3. **`reduceByKey`**:
   - Groups data by key and reduces the values using a specified function. For example, finding the minimum temperature for each station.

4. **`collect`**:
   - Retrieves the final results to the driver program.

---

### If we don't use min_temp.collect(). what would happen?

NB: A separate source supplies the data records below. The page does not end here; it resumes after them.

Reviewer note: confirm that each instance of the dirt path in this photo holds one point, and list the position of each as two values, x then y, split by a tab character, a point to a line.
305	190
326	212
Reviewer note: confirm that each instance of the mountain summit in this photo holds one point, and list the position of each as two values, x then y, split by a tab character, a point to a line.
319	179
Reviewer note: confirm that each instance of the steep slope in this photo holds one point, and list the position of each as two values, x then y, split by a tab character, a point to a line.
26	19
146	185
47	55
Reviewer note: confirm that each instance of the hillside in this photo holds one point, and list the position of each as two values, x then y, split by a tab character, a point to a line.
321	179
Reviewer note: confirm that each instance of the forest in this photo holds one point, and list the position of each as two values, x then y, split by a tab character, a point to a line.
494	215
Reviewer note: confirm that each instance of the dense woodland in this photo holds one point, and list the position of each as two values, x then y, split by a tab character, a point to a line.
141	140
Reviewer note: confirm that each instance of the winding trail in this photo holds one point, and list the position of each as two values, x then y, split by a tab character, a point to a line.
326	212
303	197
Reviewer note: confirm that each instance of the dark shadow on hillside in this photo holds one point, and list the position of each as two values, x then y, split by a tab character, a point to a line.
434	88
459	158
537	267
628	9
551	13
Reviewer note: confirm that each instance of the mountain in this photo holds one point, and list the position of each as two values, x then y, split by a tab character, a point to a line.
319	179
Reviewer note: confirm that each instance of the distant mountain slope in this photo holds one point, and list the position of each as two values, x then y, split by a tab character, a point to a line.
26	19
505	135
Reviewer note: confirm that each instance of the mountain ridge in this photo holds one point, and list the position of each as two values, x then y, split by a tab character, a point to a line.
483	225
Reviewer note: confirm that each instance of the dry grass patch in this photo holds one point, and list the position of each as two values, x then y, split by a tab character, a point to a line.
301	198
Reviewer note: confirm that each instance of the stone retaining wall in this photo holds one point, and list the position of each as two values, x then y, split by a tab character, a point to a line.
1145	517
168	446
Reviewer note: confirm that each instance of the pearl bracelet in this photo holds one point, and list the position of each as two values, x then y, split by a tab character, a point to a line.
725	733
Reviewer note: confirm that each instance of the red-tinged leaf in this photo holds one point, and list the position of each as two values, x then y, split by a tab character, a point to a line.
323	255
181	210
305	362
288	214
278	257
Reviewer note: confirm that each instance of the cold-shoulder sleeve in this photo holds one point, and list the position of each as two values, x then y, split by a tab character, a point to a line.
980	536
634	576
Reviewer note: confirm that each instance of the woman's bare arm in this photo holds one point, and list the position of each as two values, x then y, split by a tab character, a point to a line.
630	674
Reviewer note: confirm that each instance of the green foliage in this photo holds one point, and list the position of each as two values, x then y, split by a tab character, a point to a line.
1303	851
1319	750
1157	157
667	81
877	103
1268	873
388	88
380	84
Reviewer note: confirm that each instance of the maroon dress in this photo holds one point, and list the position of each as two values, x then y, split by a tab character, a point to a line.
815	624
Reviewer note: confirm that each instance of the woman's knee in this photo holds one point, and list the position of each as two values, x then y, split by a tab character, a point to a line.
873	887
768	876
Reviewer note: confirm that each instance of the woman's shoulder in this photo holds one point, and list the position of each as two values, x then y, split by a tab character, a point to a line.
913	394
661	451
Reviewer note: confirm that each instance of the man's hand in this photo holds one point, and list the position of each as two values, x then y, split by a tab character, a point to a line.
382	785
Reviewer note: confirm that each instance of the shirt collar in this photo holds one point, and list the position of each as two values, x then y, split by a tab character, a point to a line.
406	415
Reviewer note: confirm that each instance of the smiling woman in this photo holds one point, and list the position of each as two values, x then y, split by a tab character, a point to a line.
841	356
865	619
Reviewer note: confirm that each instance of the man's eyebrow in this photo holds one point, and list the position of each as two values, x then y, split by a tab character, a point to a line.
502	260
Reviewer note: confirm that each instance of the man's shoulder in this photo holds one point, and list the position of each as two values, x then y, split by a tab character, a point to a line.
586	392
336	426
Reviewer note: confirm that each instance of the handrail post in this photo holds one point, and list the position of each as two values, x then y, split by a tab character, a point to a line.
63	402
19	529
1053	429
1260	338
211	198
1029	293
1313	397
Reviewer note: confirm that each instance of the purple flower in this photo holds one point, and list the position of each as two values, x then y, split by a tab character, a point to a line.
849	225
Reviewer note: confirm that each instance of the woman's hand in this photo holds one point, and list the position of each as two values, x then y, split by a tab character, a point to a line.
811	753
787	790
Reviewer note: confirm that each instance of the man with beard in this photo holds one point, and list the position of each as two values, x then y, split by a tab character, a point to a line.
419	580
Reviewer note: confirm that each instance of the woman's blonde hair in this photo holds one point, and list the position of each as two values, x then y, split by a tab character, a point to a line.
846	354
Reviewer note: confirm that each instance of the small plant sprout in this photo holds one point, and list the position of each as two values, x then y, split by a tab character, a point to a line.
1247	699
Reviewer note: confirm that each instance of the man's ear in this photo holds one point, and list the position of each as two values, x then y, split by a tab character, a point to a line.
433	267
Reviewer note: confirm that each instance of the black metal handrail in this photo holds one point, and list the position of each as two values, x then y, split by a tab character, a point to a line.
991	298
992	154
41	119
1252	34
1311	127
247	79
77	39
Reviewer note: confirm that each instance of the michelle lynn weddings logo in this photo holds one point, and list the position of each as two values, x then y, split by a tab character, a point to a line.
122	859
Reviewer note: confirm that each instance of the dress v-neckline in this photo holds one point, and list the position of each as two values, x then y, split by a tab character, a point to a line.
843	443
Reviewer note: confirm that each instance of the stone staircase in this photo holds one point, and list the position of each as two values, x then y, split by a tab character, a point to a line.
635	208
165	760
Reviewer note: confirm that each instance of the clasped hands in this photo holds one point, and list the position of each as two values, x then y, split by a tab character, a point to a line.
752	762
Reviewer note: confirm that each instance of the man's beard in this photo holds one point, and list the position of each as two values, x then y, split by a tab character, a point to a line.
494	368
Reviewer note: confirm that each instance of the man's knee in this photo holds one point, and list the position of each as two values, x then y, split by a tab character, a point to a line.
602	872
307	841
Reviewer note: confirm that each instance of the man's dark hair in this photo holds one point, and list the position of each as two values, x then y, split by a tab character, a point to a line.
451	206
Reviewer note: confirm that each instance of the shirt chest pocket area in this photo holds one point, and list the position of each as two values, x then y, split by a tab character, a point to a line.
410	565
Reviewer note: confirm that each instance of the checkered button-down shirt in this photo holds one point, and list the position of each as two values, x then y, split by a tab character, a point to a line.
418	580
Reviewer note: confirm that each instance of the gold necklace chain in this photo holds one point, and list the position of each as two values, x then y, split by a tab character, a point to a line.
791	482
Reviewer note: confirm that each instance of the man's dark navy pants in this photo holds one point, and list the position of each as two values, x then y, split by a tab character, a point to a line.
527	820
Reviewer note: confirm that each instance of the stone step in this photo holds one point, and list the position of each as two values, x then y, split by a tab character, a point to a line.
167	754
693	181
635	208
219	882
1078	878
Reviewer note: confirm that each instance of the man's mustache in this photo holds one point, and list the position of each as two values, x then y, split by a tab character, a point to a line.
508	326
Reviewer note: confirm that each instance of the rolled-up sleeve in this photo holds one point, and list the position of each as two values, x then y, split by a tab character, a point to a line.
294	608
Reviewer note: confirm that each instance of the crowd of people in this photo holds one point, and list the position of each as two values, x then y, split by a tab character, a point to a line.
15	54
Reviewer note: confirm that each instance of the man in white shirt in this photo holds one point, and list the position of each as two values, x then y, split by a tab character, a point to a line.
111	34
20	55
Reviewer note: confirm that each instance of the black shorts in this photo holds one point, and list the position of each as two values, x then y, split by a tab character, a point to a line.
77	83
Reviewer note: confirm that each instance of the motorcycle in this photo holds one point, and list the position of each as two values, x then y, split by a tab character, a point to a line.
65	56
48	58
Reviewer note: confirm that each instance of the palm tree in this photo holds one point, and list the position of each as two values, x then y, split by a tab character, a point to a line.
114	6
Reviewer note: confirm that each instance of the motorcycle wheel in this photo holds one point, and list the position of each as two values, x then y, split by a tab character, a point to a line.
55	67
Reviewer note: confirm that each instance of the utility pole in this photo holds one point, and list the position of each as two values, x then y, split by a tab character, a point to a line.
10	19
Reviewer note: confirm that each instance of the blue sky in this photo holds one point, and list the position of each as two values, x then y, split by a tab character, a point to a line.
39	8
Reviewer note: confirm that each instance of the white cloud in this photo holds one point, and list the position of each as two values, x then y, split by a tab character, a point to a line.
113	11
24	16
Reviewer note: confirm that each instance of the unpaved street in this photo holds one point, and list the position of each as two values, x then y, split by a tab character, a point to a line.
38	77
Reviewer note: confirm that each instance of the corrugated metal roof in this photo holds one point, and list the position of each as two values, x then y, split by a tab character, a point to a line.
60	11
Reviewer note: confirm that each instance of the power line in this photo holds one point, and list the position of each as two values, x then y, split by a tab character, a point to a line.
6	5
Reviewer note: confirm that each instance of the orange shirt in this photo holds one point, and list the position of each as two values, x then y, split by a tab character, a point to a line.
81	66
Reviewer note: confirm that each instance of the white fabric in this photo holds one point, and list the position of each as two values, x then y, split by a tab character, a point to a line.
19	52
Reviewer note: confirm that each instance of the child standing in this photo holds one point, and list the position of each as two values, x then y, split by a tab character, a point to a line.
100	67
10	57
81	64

If we do not use `min_temp.collect()`, the results of the `reduceByKey` operation will remain as an **RDD** (Resilient Distributed Dataset) in the Spark cluster and will not be retrieved to the driver program for further use or display. Here's what would happen:

---

### 1. **Data Stays in the Cluster**
   - Without `collect()`, the data is not transferred from the Spark executors to the driver program.
   - The RDD `min_temp` will exist only as a distributed dataset in the cluster.

---

### 2. **No Output on the Driver Console**
   - The `for` loop that tries to iterate over `results` will fail because `results` won't exist (since `collect()` wasn't called).
   - This will result in an **error**, as the driver program cannot access the distributed data directly.

---

### 3. **How Spark Works**
   - Spark transformations like `reduceByKey` are **lazy**, meaning they don't execute until an **action** is called.
   - `collect()` is an action that triggers the execution of all preceding transformations and brings the data back to the driver program.
   - Without `collect()`, the transformations remain unexecuted, and the program cannot proceed with further steps (like printing results).

---

### Example Without `collect()`

```python
min_temp = weather_temp.reduceByKey(lambda x, y: min(x, y))
for result in min_temp:
    print(result)  # This will fail
```

#### Error Message:
```
TypeError: 'PipelinedRDD' object is not iterable
```

This happens because `min_temp` is an RDD, and RDDs cannot be directly iterated over in the driver program.

---

### Correct Way: Use `collect()`

To bring the RDD data to the driver program, use:
```python
results = min_temp.collect()
for result in results:
    print(result)
```

---

### Alternative Actions to `collect()`
If you don't want to use `collect()`, you can use other Spark actions like:
1. **`take(n)`**:
   - Retrieves the first `n` elements from the RDD.
   - Example:
     ```python
     results = min_temp.take(5)
     print(results)
     ```

2. **`saveAsTextFile(path)`**:
   - Saves the RDD data to a file instead of bringing it to the driver.
   - Example:
     ```python
     min_temp.saveAsTextFile("output/min_temp_results")
     ```

---

### Key Takeaway
Without `collect()` or another action, the RDD remains in the cluster, and no actual computation or data retrieval will occur on the driver side. To use the data locally (e.g., for printing), you must trigger an action like `collect()`.